Wednesday, May 13, 2009

Head in the Clouds, Yet Feet on the Ground – the Perfect Balance

People are so often criticised for being aloof and having their head in the clouds, plainly not being aware of their environment, or the context around them. Then there’s the person who’s at the opposite extreme; got their nose in everyone’s business. What gives?

It appears to me that this is another ‘both/and’ construct for us to shoot towards--why not be both aloof to the world but grounded to heaven. By being both grounded with people and life in a practical sense and simultaneously with our heads in the clouds (spiritually and philosophically) we achieve both tasks of life, the theoretical and the practical.
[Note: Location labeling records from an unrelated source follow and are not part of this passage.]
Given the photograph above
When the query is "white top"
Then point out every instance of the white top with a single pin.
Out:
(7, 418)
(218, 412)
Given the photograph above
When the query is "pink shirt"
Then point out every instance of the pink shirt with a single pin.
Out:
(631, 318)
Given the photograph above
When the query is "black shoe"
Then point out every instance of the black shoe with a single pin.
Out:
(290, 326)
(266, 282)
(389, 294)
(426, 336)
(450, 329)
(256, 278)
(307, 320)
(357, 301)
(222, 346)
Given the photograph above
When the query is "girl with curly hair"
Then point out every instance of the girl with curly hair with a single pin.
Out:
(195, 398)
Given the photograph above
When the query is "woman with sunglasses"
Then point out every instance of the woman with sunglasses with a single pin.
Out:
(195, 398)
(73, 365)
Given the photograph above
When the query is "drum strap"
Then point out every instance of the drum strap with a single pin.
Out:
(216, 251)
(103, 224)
And I think this is what the following means, partly:

“Since you have been raised to new life with Christ, set your sights on the realities of heaven, where Christ sits in the place of honor at God’s right hand. Think about the things of heaven, not the things of earth. For you died to this life, and your real life is hidden with Christ in God”
–Colossians 3:1-3 (NLT).

Attending to our minds, keeping them sharp, is the great objective in life. Being sharp enough to know what to focus on and equally to know what not to focus on is very important. It’s probably a big part of the essence of wisdom.
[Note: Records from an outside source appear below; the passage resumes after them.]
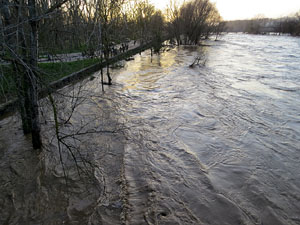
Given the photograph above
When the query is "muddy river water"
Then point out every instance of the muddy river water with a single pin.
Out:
(215, 144)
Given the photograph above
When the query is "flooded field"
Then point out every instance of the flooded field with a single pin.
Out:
(218, 143)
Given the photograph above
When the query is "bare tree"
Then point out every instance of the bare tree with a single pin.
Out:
(19, 34)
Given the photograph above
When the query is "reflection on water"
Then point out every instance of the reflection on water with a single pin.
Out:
(216, 144)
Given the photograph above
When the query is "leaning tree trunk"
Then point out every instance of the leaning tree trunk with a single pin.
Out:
(32, 78)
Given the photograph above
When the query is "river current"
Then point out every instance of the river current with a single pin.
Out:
(213, 144)
(218, 143)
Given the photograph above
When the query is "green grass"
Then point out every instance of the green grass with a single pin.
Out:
(49, 72)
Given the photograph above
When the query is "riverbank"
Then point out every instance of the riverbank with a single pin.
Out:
(76, 183)
(10, 106)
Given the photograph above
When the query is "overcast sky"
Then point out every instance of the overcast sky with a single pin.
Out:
(247, 9)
The Colossians passage is speaking to us Christ-followers in a way that we’re co-resurrected i.e. with him. There’s only one sensible, logical direction for the co-resurrected to go--a continual i.e. habitual mindset at the heavenly focal point.[1] We’re pulled, impelled forward in this via the honour attached to Christ. When we focus on how magnificent that thought is we can’t help being magnetically drawn to the eternally-charismatic King of kings.

And when we take this thought further we understand that the virtuous life is grounded in ‘the now,’ not in the life to come, though we must live now from the eternal worldview, having it clearly in sight and looking back from it. Everything of God is a verb; it’s mostly about doing practical things that actually show love, joy, peace, grace, faithfulness, kindness, self-control, humility and host of other things.

Being hidden with Christ in God is ostensibly about a secret weapon--having an advantageous, privileged position, not without certain duty. We’re marked, identified. We’re set apart, not ‘better’ than others per se, but we’re different--and we ought to act differently i.e. other worldly, not worldly.

Achieving the authentic Christian life of holy living is both visionary and practical; it’s both having our head in the clouds and having our feet firmly planted on terra firma.

Copyright © 2009, S. J. Wickham. All Rights Reserved Worldwide.

[1] Fritz Rienecker & Cleon Rogers, Linguistic Key to the Greek New Testament (Grand Rapids, Michigan: Zondervan, 1976, 1980), p. 577-78.